So, . . . instead of looking to duh gubment to tell you what they’re going to do for (or is it really to?) the children, why not let the parents decide how they want their children educated?

With the money following the kid instead of government, parents can decide what’s best for their children. Parental choice? What a concept!

If parents want to educate their children, that’s fine. Homeschoolers have been doing quite well for decades.

If they want to send them to a new or different school, that’s fine, too.

The good schools will do well when the word gets around and nobody will want to send their kids to a loser. Competition? What a concept. The parents can’t gripe because they don’t like the outcome, no second-guessing, no coulda’, woulda’, shoulda,’ no nothing.

I’ll bet parents will band together, pool their resources, create their own schools, and take care of their own kids. Parents caring for their own children? What a concept.

Of course, the teachers union, bureaucrats, legislators, and school districts will have a coronary because their monopoly would be in danger. Hey, this is sounding better and better all the time.

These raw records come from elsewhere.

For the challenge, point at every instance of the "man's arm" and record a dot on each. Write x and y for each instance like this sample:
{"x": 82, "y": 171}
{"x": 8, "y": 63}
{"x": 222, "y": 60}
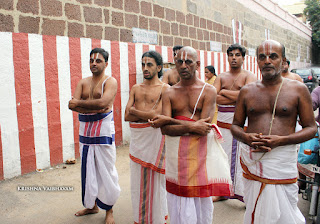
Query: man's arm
{"x": 110, "y": 91}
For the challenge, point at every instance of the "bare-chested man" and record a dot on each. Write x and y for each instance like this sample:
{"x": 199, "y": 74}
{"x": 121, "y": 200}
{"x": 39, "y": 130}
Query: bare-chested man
{"x": 93, "y": 99}
{"x": 228, "y": 86}
{"x": 172, "y": 76}
{"x": 289, "y": 75}
{"x": 267, "y": 148}
{"x": 147, "y": 153}
{"x": 192, "y": 149}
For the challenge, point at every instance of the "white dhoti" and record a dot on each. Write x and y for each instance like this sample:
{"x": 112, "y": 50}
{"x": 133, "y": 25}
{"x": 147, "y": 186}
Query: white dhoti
{"x": 271, "y": 191}
{"x": 190, "y": 210}
{"x": 99, "y": 177}
{"x": 196, "y": 169}
{"x": 147, "y": 165}
{"x": 230, "y": 146}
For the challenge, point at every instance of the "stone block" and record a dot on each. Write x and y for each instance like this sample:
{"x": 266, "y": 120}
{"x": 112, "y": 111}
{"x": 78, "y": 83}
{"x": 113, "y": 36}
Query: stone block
{"x": 7, "y": 24}
{"x": 167, "y": 40}
{"x": 28, "y": 6}
{"x": 112, "y": 33}
{"x": 51, "y": 7}
{"x": 117, "y": 18}
{"x": 158, "y": 11}
{"x": 106, "y": 16}
{"x": 165, "y": 27}
{"x": 92, "y": 15}
{"x": 73, "y": 12}
{"x": 125, "y": 35}
{"x": 29, "y": 24}
{"x": 75, "y": 30}
{"x": 105, "y": 3}
{"x": 203, "y": 23}
{"x": 143, "y": 22}
{"x": 154, "y": 24}
{"x": 192, "y": 32}
{"x": 199, "y": 34}
{"x": 94, "y": 31}
{"x": 131, "y": 20}
{"x": 184, "y": 31}
{"x": 170, "y": 15}
{"x": 132, "y": 6}
{"x": 189, "y": 19}
{"x": 53, "y": 27}
{"x": 118, "y": 4}
{"x": 180, "y": 17}
{"x": 146, "y": 8}
{"x": 175, "y": 29}
{"x": 196, "y": 21}
{"x": 6, "y": 4}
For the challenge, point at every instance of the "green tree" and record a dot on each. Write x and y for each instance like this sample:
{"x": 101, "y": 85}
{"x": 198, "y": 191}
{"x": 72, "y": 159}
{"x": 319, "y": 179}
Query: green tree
{"x": 312, "y": 11}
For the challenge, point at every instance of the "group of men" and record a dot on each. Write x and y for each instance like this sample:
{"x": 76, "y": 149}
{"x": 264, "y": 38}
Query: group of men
{"x": 179, "y": 159}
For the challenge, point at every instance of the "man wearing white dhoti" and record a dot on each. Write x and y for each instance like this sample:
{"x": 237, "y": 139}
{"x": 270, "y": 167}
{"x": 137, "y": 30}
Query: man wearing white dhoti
{"x": 228, "y": 85}
{"x": 147, "y": 152}
{"x": 268, "y": 151}
{"x": 196, "y": 165}
{"x": 93, "y": 99}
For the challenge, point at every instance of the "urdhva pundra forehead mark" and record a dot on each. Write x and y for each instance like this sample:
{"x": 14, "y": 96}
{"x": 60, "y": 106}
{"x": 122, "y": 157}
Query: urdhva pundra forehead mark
{"x": 95, "y": 56}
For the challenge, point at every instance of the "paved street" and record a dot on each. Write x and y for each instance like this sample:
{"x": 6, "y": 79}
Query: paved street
{"x": 45, "y": 206}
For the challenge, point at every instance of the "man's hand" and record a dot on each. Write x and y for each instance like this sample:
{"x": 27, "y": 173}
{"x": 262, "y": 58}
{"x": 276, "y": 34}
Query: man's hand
{"x": 73, "y": 103}
{"x": 202, "y": 126}
{"x": 159, "y": 121}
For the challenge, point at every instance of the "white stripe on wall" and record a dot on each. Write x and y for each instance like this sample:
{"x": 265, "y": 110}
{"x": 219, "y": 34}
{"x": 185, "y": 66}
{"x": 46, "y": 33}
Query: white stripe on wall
{"x": 39, "y": 101}
{"x": 124, "y": 79}
{"x": 86, "y": 47}
{"x": 8, "y": 110}
{"x": 105, "y": 44}
{"x": 66, "y": 117}
{"x": 139, "y": 75}
{"x": 202, "y": 65}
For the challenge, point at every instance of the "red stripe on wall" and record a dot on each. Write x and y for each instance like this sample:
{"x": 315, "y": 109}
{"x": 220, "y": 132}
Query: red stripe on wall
{"x": 75, "y": 77}
{"x": 1, "y": 158}
{"x": 219, "y": 63}
{"x": 23, "y": 99}
{"x": 52, "y": 93}
{"x": 225, "y": 61}
{"x": 170, "y": 55}
{"x": 95, "y": 43}
{"x": 115, "y": 68}
{"x": 132, "y": 64}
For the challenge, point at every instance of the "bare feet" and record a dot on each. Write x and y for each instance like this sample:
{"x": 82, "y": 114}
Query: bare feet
{"x": 87, "y": 211}
{"x": 218, "y": 198}
{"x": 109, "y": 217}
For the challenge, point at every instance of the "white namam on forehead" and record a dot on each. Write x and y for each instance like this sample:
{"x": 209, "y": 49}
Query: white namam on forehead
{"x": 94, "y": 55}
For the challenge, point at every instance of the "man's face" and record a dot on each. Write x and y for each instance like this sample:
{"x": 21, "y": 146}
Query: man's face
{"x": 270, "y": 59}
{"x": 97, "y": 63}
{"x": 150, "y": 68}
{"x": 235, "y": 58}
{"x": 285, "y": 66}
{"x": 186, "y": 64}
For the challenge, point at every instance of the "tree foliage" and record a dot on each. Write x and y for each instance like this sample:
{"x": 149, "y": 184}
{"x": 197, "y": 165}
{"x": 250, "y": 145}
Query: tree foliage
{"x": 312, "y": 11}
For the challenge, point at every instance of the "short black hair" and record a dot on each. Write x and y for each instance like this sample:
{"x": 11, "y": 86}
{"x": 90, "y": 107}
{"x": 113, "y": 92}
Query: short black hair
{"x": 241, "y": 48}
{"x": 211, "y": 69}
{"x": 102, "y": 51}
{"x": 177, "y": 47}
{"x": 157, "y": 57}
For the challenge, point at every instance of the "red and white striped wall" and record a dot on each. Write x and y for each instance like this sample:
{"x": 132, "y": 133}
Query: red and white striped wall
{"x": 38, "y": 77}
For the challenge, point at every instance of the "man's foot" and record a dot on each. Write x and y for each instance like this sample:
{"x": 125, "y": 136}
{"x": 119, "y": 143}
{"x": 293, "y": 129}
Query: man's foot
{"x": 87, "y": 211}
{"x": 109, "y": 217}
{"x": 218, "y": 198}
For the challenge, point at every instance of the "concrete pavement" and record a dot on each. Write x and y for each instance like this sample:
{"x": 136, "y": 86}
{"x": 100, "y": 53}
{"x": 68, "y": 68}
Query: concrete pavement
{"x": 57, "y": 206}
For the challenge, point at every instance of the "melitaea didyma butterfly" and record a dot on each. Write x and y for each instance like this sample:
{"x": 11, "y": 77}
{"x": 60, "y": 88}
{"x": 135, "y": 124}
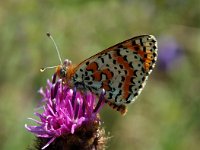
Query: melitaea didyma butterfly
{"x": 121, "y": 70}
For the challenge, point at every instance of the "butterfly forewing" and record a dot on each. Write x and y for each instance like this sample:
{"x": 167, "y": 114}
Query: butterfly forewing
{"x": 120, "y": 70}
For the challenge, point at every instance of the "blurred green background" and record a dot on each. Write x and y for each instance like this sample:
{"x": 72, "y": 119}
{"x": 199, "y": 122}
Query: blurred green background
{"x": 166, "y": 116}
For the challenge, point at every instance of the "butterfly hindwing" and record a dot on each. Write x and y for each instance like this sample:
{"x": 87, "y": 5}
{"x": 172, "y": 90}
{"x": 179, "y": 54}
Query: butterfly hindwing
{"x": 120, "y": 70}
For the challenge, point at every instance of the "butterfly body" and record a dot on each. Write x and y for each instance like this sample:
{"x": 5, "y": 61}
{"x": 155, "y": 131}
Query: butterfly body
{"x": 121, "y": 70}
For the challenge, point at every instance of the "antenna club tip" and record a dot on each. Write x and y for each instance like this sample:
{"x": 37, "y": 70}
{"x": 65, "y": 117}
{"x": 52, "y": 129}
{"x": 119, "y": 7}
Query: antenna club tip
{"x": 48, "y": 34}
{"x": 42, "y": 69}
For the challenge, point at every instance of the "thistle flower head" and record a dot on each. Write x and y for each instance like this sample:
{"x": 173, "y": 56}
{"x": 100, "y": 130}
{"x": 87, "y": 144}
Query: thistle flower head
{"x": 65, "y": 111}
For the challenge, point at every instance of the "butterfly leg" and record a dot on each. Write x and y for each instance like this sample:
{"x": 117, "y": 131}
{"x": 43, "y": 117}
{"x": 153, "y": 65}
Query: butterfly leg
{"x": 121, "y": 108}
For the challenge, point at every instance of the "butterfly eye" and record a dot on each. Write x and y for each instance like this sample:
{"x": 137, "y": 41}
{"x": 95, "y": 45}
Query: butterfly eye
{"x": 62, "y": 73}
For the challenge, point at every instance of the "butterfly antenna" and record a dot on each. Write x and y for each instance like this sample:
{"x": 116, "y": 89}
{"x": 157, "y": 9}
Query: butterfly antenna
{"x": 49, "y": 35}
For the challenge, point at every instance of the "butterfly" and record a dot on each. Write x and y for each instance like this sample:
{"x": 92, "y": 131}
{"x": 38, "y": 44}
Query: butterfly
{"x": 121, "y": 70}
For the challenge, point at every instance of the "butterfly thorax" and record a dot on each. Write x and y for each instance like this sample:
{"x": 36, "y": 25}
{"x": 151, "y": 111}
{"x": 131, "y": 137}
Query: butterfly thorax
{"x": 66, "y": 72}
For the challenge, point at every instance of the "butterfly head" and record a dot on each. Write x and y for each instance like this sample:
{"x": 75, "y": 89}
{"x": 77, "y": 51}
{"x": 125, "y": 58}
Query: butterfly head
{"x": 62, "y": 70}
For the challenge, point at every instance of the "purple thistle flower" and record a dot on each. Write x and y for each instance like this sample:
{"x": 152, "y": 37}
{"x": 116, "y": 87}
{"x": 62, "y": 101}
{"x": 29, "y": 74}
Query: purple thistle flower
{"x": 65, "y": 111}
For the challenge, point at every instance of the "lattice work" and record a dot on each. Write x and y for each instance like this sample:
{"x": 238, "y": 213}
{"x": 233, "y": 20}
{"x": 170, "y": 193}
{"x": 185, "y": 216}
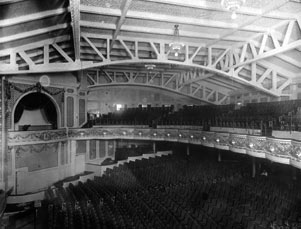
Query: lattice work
{"x": 203, "y": 91}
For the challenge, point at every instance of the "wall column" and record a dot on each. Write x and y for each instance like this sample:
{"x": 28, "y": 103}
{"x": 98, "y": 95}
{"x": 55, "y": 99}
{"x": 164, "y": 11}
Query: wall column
{"x": 72, "y": 150}
{"x": 253, "y": 167}
{"x": 187, "y": 150}
{"x": 154, "y": 147}
{"x": 219, "y": 156}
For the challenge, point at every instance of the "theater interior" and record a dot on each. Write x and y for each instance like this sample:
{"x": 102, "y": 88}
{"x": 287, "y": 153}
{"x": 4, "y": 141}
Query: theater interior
{"x": 150, "y": 114}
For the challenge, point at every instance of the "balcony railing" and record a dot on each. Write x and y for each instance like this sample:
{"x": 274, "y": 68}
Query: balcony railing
{"x": 286, "y": 151}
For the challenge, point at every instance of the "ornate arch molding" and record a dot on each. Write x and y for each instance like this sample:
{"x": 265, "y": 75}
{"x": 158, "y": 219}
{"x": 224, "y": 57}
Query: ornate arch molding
{"x": 15, "y": 92}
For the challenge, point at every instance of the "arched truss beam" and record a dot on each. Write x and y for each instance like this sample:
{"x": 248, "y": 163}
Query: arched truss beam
{"x": 263, "y": 46}
{"x": 130, "y": 50}
{"x": 213, "y": 59}
{"x": 172, "y": 81}
{"x": 48, "y": 55}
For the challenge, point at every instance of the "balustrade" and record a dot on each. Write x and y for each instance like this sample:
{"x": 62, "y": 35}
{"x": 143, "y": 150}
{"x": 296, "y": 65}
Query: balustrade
{"x": 284, "y": 151}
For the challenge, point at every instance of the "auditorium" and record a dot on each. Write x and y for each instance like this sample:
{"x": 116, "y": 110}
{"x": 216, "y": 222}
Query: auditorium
{"x": 150, "y": 114}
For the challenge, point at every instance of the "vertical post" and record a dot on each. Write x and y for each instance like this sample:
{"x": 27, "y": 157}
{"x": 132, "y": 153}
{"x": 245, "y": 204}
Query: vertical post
{"x": 294, "y": 173}
{"x": 187, "y": 150}
{"x": 219, "y": 156}
{"x": 253, "y": 167}
{"x": 59, "y": 162}
{"x": 154, "y": 147}
{"x": 73, "y": 157}
{"x": 13, "y": 159}
{"x": 3, "y": 180}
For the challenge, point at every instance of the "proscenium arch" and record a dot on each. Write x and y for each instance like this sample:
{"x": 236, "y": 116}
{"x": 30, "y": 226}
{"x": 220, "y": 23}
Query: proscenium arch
{"x": 31, "y": 92}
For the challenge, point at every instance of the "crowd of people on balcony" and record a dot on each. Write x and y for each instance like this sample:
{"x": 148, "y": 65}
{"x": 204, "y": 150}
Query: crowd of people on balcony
{"x": 179, "y": 191}
{"x": 283, "y": 115}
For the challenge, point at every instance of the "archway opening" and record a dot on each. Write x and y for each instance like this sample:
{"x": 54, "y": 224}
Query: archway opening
{"x": 35, "y": 111}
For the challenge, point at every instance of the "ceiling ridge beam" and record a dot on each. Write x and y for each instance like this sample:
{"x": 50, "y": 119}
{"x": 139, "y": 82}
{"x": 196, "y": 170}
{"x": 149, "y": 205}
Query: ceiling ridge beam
{"x": 217, "y": 7}
{"x": 32, "y": 33}
{"x": 160, "y": 31}
{"x": 34, "y": 45}
{"x": 168, "y": 18}
{"x": 250, "y": 21}
{"x": 75, "y": 19}
{"x": 32, "y": 17}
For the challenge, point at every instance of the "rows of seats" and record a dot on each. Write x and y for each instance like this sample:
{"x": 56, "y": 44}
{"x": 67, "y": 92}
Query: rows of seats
{"x": 178, "y": 192}
{"x": 283, "y": 115}
{"x": 122, "y": 153}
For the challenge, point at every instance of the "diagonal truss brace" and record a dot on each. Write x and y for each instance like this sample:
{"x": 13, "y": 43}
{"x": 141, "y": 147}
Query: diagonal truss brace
{"x": 202, "y": 91}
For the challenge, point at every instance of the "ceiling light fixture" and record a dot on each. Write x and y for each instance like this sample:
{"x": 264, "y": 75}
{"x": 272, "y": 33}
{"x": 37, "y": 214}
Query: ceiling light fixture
{"x": 176, "y": 45}
{"x": 233, "y": 6}
{"x": 149, "y": 66}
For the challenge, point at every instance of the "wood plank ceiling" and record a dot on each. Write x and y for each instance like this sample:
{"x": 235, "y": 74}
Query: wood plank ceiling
{"x": 260, "y": 49}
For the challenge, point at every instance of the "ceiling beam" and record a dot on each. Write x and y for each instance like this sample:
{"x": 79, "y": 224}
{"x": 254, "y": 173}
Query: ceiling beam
{"x": 32, "y": 33}
{"x": 168, "y": 18}
{"x": 34, "y": 45}
{"x": 75, "y": 18}
{"x": 206, "y": 5}
{"x": 121, "y": 20}
{"x": 32, "y": 17}
{"x": 160, "y": 31}
{"x": 266, "y": 10}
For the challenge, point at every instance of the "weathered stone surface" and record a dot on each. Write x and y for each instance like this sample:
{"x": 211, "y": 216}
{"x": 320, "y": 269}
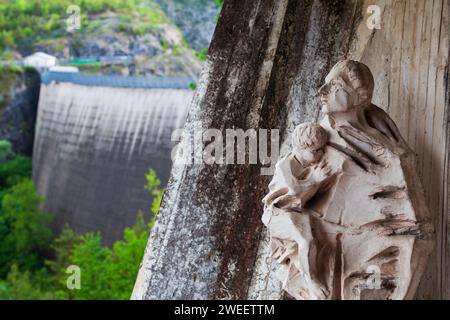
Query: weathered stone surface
{"x": 347, "y": 217}
{"x": 93, "y": 147}
{"x": 266, "y": 61}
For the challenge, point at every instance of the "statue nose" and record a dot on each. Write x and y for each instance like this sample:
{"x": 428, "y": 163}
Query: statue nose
{"x": 323, "y": 89}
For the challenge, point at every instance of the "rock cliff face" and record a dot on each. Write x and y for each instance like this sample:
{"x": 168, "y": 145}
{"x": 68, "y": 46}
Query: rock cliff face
{"x": 95, "y": 143}
{"x": 19, "y": 94}
{"x": 196, "y": 18}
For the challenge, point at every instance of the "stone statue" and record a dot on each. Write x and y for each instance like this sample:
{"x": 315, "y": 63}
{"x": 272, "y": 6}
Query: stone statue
{"x": 346, "y": 211}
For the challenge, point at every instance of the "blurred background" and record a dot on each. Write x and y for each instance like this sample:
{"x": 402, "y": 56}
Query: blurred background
{"x": 90, "y": 93}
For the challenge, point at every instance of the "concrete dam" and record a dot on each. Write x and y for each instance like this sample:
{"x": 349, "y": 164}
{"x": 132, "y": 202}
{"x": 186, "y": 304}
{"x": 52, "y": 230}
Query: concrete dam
{"x": 95, "y": 138}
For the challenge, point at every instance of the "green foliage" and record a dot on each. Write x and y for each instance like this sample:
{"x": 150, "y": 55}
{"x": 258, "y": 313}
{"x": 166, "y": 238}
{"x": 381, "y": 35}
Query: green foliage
{"x": 152, "y": 185}
{"x": 20, "y": 285}
{"x": 202, "y": 54}
{"x": 105, "y": 273}
{"x": 33, "y": 265}
{"x": 193, "y": 85}
{"x": 24, "y": 228}
{"x": 12, "y": 172}
{"x": 22, "y": 23}
{"x": 6, "y": 152}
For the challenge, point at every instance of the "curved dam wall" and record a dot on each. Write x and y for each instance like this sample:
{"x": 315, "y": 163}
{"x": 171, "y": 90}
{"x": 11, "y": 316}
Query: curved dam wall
{"x": 95, "y": 140}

Just think of the gas saved and the smog avoided from not driving the kids back and forth all over town. Hey, wait a minute. They can spend that money saved on (OMG!) the kids. Individual and parental rights, responsibilities, choices, self-determination, and market-driven rewards and consequences. What a concept.

Gordon Carleton

Pueblo West

Columnist isn’t well-balanced

Re: Froma Harrop’s “Some people I don’t want to see next year” opinion piece. Her claim that Mehmet Oz was handpicked by Donald Trump is false. The Pennsylvania primary election process selected Oz. The correct wording is or might be that Trump was an Oz supporter — there is a difference. Heaven forbid Oz used a French word in one of his campaign ads. Oz is very well-educated (Harvard and UPenn) and well spoken. Based on his TV shows, he strikes me as a very thoughtful and considerate human being. Is that all Harrop has on Dr. Oz? Really? I would be OK with seeing him next year. Then she goes on to slam Elon Musk about Twitter. I really believe Musk is trying to make Twitter more balanced. She talks about certain speech hurting broader society. Who gets to be the judge of that? I’m OK with seeing more of Musk next year. I don’t know much about Kevin McCarthy but apparently Froma does. I have witnessed the actions of current speaker Pelosi and oh my, she is not a saint. Her tearing up Trump’s State of the Union address was very childish. Her handpicked Republican selections for the Jan. 6 committee truly invalidated the important work of that group.

I am disappointed in The Gazette for continuing to publish Harrop’s articles. I understand The Gazette is trying to be balanced, but her pieces are always so one-sided and seem to avoid inconvenient facts.